Burdened with noble goals, five young Frenchmen embark on a journey to deliver humanitarian aid to the Kakani region in Bosnia, during the period of civil war, but what began as a dangerous humanitarian mission on a bumpy road in the snow and cold, took a different path that made all their assumptions subject to question and skepticism. What's really in the boxes? Where are they going? What awaits them there on the other end? In addition to having to cross real checkpoints, they will also face more difficult intellectual barriers. What do the victims really need: survival or victory? What must be found: the animal survival instinct that requires only food and housing, or the human sense of dignity that requires means of resistance?
In an interesting and well-paced plot, the French writer Jean-Christophe Ruffin raises very profound questions about humanitarian work: its feasibility, its motives, and how to be truly humanitarian to the fullest extent. These are questions that the novel's characters keep asking themselves, and to each other, throughout a dangerous journey that may change their convictions, and perhaps their destinies, forever.

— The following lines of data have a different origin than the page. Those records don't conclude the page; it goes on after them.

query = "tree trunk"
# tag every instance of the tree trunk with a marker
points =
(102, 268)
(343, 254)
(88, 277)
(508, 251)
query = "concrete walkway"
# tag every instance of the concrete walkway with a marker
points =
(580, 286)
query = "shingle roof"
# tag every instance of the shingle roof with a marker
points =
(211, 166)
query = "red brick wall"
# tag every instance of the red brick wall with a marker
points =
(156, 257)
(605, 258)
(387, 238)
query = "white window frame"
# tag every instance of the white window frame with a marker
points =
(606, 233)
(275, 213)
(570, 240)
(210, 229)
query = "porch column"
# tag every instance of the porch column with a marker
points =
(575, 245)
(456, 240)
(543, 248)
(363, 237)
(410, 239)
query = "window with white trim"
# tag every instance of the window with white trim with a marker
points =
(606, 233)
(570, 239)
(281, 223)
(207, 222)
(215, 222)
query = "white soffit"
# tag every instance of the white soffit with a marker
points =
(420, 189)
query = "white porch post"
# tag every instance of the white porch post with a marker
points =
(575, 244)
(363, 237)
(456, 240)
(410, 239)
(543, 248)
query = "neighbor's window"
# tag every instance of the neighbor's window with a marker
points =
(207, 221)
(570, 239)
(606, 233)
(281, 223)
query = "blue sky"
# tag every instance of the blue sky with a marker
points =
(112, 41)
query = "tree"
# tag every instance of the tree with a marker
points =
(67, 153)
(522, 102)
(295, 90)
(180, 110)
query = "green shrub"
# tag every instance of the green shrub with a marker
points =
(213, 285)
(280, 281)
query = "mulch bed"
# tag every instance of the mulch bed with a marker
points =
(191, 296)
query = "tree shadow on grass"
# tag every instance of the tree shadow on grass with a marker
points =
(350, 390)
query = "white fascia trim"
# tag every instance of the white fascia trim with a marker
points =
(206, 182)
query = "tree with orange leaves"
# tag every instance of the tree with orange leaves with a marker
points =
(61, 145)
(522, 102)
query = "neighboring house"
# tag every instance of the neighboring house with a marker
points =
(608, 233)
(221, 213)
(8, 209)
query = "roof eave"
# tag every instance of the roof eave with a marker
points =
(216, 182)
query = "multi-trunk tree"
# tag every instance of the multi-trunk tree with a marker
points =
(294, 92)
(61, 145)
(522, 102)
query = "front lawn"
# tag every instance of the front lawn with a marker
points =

Life is a drama, and drama is a drama within this drama, and most of it talks about this drama that emerges from it, and the process of acting is the enemy of this drama. The more we are honest in presenting this drama, and the more we are spontaneous, the more we seem real, and the exact opposite is true. When you look like you are acting, you will be closer to failure, and farther away from the audience’s love. Even a clown must clown with sincerity and spontaneity that makes him appear real. Our example is Charlie Chaplin, who used clown tools in all his roles that people know, and the audience interacted with the humanitarian issues that he raised and sympathized with them. .
We all know that what is presented on the screen are nothing but events that have no basis, so we think, but why do we follow them if we believe that? We follow it because we are in fact the heroes of this drama: its author, director, actor, and the rest of its makers speak in our name, act for us, and represent us at the same time, and when we follow them we are watching ourselves, or details from it.
This collection presents a group of stories that attempt to approach the worlds of drama in one way or another, in writing and acting.